Ils ont trouvé des associations cohérentes entre les participants qui ont subi la perte et la séparation d’un parent ou d’un soignant et une mauvaise fonction immunitaire dans tous les sous-groupes de race et d’origine ethnique. Mais les groupes minoritaires racialisés s’en tirent moins bien que les Blancs. Plus précisément, les chercheurs ont découvert que les personnes noires non hispaniques qui avaient perdu un soignant ou un parent avant l’âge de 16 ans avaient une augmentation de 26% des anticorps IgG anti-CMV à la fin de leur vie. Les Blancs non hispaniques ont connu une augmentation de 3% de ces anticorps.
Qui subit la perte et la séparation parentales et qui a une fonction immunitaire faible n’est pas du tout distribué équitablement. L’une de nos principales conclusions était que les populations minoritaires racialisées, en particulier les populations noires non hispaniques et les Hispaniques, avaient une prévalence beaucoup plus élevée de décès ou de perte parentale et avaient une fonction immunitaire plus mauvaise.
Les enfants de ces populations sont plus susceptibles de subir une perte parentale en premier lieu, puis ils doivent subir toutes les conséquences à long terme qui y sont associées. Ce n’est qu’une des façons dont nous continuons à perpétuer les inégalités en matière de santé.
Grace Noppert, épidémiologiste sociale, Survey Research Center, UM Institute for Social Research
Ces résultats ont été contrôlés pour l’âge, le sexe et l’éducation des parents. L’association est également restée lorsque les chercheurs ont contrôlé d’autres indicateurs de santé.
« Perdre un parent ou être séparé d’un parent pourrait être associé à de moins bons résultats scolaires, à une richesse médiocre à l’âge adulte, à de pires comportements de santé tels que le tabagisme et d’autres maladies chroniques », a déclaré Noppert. «Nous avons donc mis tout cela dans un modèle juste pour voir si nous pouvions éliminer les effets que nous voyions. Mais on a quand même bien vu une association durable entre la perte ou la séparation d’un parent avant l’âge de 16 ans et cet indicateur de cytomégalovirus.
Noppert dit qu’elle a envisagé cette recherche à la lumière de la pandémie de COVID en cours. Environ 148 000 enfants aux États-Unis sont devenus orphelins ou ont perdu leur soignant à cause de la pandémie de COVID. À l’échelle internationale, environ 10,5 millions d’enfants sont devenus orphelins ou sont décédés en raison de la COVID-19, selon des recherches récentes.
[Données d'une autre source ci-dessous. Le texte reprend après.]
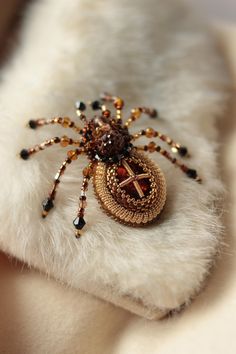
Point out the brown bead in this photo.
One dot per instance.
(152, 146)
(87, 171)
(106, 113)
(118, 103)
(72, 154)
(150, 133)
(65, 141)
(83, 204)
(66, 122)
(136, 113)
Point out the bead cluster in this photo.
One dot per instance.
(128, 185)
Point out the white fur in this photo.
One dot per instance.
(151, 53)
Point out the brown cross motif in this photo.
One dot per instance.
(133, 178)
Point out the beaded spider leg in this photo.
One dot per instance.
(48, 203)
(65, 122)
(153, 147)
(79, 221)
(117, 102)
(64, 141)
(151, 133)
(138, 111)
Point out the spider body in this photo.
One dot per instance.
(128, 185)
(106, 139)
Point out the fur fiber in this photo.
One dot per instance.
(151, 53)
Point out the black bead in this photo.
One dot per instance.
(81, 106)
(24, 154)
(47, 204)
(95, 105)
(79, 223)
(33, 124)
(191, 173)
(182, 151)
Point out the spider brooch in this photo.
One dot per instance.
(128, 185)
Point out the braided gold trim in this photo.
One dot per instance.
(119, 204)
« Cette estimation actuelle va jusqu’à l’automne 2021, donc ce sera une sous-estimation », a déclaré Noppert. « Et cela ne tient même pas compte de tous les enfants qui ont perdu des grands-parents, des tantes, des oncles, des voisins et des personnes qui s’occupent d’eux, et dont la perte serait traumatisante. »
Noppert dit que les effets d’entraînement du COVID peuvent perturber la santé de la population pendant des décennies.
«Ce travail nous dit quelque chose sur ce que nous avons en réserve de COVID. Nous ne savons pas ce qui s’en vient en termes de santé de la population, et ce travail commence à peindre un peu ce tableau », a-t-elle déclaré. « Ces pertes ne sont pas équitables. Les pertes liées au COVID ne sont pas équitables non plus. Et je pense que nous devons faire attention à la façon dont nous prenons soin des enfants et à la façon dont nous pensons aux autres conséquences du COVID autres que le nombre de cas et le nombre de décès dus au COVID.
Les co-auteurs de l’étude incluent la chercheuse ISR Kate Duchowny, alors à l’Université de Californie; Rebecca Stebbins, Université Columbia; Allison Aiello, Université Columbia; Jennifer Dowd, Université d’Oxford; et Philippa Clarke, professeur d’épidémiologie à l’UM School of Public Health et professeur de recherche à l’ISR.